Najważniejszą informacją konwencji było potwierdzenie przez Leszka Millera swojej wcześniejszej deklaracji, że nie będzie kandydował po raz kolejny na stanowisko przewodniczącego. To była jego odpowiedź na dotkliwą porażkę Zjednoczonej Lewicy w wyborach parlamentarnych. Miller wzywał do jedności, konsolidacji i do wszystkiego, do czego zazwyczaj wzywają ustępujący przewodniczący rozpadających się partii politycznych.
Wybory nowego przewodniczącego, jak zadecydowali delegaci, mają się odbyć w styczniu 2016 r. Przebiegną w dwóch turach: wyborów powszechnych, zaś druga wyborów nastąpi na zjeździe nadzwyczajnym delegatów SLD. Oficjalni kandydaci to: Włodzimierz Czarzasty, Krzysztof Gawkowski, Michał Huzarski, Adam Kępiński, Tomasz Nesterowicz, Piotr Rączkowski, Joanna Senyszyn, Dariusz Szczotkowski, Jerzy Wenderlich oraz Zbyszek Zaborowski.
Na konwencji przyjęto także Deklarację Programową. Określa ona wartości, którymi SLD ma się kierować: godne życie dla wszystkich, sprawiedliwość społeczna, nowoczesność. Zaś zadania SLD to, wg.

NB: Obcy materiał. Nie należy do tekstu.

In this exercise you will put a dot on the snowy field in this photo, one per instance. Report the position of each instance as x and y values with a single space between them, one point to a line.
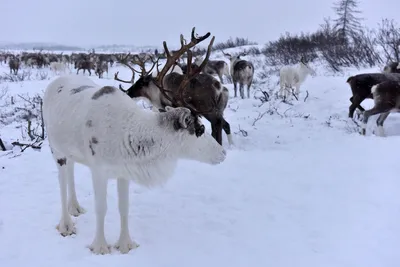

Deklaracji: głęboka korekta kapitalizmu (wyjaśniona życzeniowymi hasłami, co trzeba zrobić), powstrzymanie narastających nierówności społecznych (a nie ich likwidacja), przywrócenie państwa obywatelom (z określeniem roli państwa w życiu każdego obywatela), ochrona praw obywatelskich i społecznych (z dość oczywistymi postulatami równości niezależnie od płci, rasy, wieku, religii, orientacji seksualnej, światopoglądu, statusu ekonomicznego) i wykorzystanie członkostwa Polski w Unii Europejskiej (z naciskiem na branie funduszy).
Czy te wszystkie ruchy powstrzymają agonię SLD, zobaczymy w ciągu najbliższego roku.